Он вспомнил улицу Пушкинскую в Махачкале, дом, что стоит на пригорке, и квартиру на втором этаже, где живет Света, дочь преподавательницы русского языка в пограничном училище. Он обещал Свете взять ее с собой в горы, но напоследок замял это дело, остерегаясь злых языков: да появись он в ауле с такой гостьей — о чем только не подумали бы люди, и в первую очередь отец…
— Что же ты молчишь, сын мой?
— А что сказать, отец? Нет у меня никого на примете, — покривил душой Алибек.
— Спасибо, сынок, ты обрадовал меня. — У отца даже лицо посветлело. — А я очень боялся, что тебе приглянулась городская, как это случилось с сыном нашего Айдамира. Шахбан женился в городе и потерял родителей, а родители потеряли сына! Как-то Айдамир говорил — мол, какой он мне теперь сын, отрубил Шахбан свою ветку от родного дерева… Городская, сынок, нам не подойдет! Она нас не поймет, да и нам ее понять будет очень трудно.
— Но у меня и в ауле никого нет! — поторопился объяснить обескураженный Алибек.
— А ты присмотрись, сынок… — Отец выпустил дым из трубки. — Девушек много, разные есть. Мне нравится одна: хозяйственная, не белоручка какая-нибудь, душой светлая, заботливая…
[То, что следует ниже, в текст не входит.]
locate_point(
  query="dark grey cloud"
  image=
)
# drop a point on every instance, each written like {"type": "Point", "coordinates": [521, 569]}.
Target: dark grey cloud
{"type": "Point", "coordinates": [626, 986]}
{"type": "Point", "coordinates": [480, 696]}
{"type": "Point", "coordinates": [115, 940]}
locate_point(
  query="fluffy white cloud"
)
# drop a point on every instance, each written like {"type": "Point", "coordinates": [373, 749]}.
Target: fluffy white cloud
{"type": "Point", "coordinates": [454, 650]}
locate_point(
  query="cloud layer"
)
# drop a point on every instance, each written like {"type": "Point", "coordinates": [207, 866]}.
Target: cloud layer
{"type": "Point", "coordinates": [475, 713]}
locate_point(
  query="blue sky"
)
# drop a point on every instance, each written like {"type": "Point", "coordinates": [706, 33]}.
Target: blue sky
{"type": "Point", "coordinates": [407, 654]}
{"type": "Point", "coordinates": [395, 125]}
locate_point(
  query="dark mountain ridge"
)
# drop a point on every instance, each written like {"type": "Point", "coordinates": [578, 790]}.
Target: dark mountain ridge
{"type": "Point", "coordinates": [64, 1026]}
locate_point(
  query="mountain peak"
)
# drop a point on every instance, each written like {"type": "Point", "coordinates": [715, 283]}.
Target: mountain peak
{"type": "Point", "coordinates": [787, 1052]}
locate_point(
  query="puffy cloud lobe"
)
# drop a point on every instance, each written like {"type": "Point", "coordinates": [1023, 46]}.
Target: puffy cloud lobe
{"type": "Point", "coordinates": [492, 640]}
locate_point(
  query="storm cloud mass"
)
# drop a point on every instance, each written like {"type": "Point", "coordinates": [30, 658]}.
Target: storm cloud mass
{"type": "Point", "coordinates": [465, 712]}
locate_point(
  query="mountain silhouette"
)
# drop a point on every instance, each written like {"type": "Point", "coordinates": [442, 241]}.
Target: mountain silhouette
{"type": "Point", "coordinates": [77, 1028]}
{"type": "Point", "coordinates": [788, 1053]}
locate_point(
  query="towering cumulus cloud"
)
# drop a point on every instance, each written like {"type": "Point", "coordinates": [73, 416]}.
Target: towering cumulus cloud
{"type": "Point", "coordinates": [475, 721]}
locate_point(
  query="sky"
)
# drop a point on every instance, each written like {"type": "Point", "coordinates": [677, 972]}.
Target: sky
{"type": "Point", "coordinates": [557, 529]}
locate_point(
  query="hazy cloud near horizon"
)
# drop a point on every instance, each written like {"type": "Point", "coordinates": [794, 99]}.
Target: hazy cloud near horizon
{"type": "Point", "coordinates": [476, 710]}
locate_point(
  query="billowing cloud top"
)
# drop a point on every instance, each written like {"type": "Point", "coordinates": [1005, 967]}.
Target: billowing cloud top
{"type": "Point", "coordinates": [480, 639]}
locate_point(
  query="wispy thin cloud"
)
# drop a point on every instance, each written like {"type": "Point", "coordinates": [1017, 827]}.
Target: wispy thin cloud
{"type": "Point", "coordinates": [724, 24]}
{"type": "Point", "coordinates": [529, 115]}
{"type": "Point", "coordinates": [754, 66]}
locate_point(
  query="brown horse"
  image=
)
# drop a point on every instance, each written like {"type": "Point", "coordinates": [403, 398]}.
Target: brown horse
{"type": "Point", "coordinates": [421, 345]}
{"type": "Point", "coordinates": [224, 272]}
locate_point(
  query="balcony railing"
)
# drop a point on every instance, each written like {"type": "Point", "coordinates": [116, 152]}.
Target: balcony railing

«Ну и женись сам, если она тебе нравится!» — подумал Алибек. Его кривая улыбка не ускользнула от пристального взгляда отца.
— Нет, ты не смейся над стариком, сынок. Человек всегда здоровым не бывает, а здоровье мое, ты сам знаешь — день стою, два лежу. Ты подумай, куда, в случае чего, денутся сиротки? Бросить их на жалость людей?.. Разве ты позволишь такое, мой сын? Нет, нет, ты, пожалуйста, подумай, пожалуйста, сынок.
Никогда отец не просил его так, как сейчас. Это до глубины души растрогало и расстроило Алибека. Мысли перепутались у него в голове. Не знал он, как уклониться, чтоб не обидеть отца… Да и в самом деле, старик не так уж не прав, надо подумать о брате и сестрах.
Больше Хамзат к этому разговору не возвращался. Только, как заметил Алибек, с того вечера в их сакле стала чаще бывать молодая соседка Ашура. Дети к ней и к слепой ее матери были очень привязаны, и в этом ничего особенного не было. В ауле люди часто помогают друг другу, огнем делятся, молоком; ты сделал доброе — и тебе тем же ответят.
Но было еще и другое. Алибек стал получать записки от Ашуры. В первой же записке она объяснялась ему в любви, правда — с помощью частушек-хабкубти. Во второй, написанной уже на русском языке, назначала ему свидание у родника, что за кладбищем; в слове «кладбище» было три ошибки. И это Ашура, их робкая и стеснительная соседка!..
Однажды Алибек увидел Ашуру во дворе, она развешивала выстиранную одежду. В руках у нее была его гимнастерка.
— Здравствуй, Ашура! — Курсант сел на ступеньку каменной лестницы, снял фуражку и вытер платком лоб.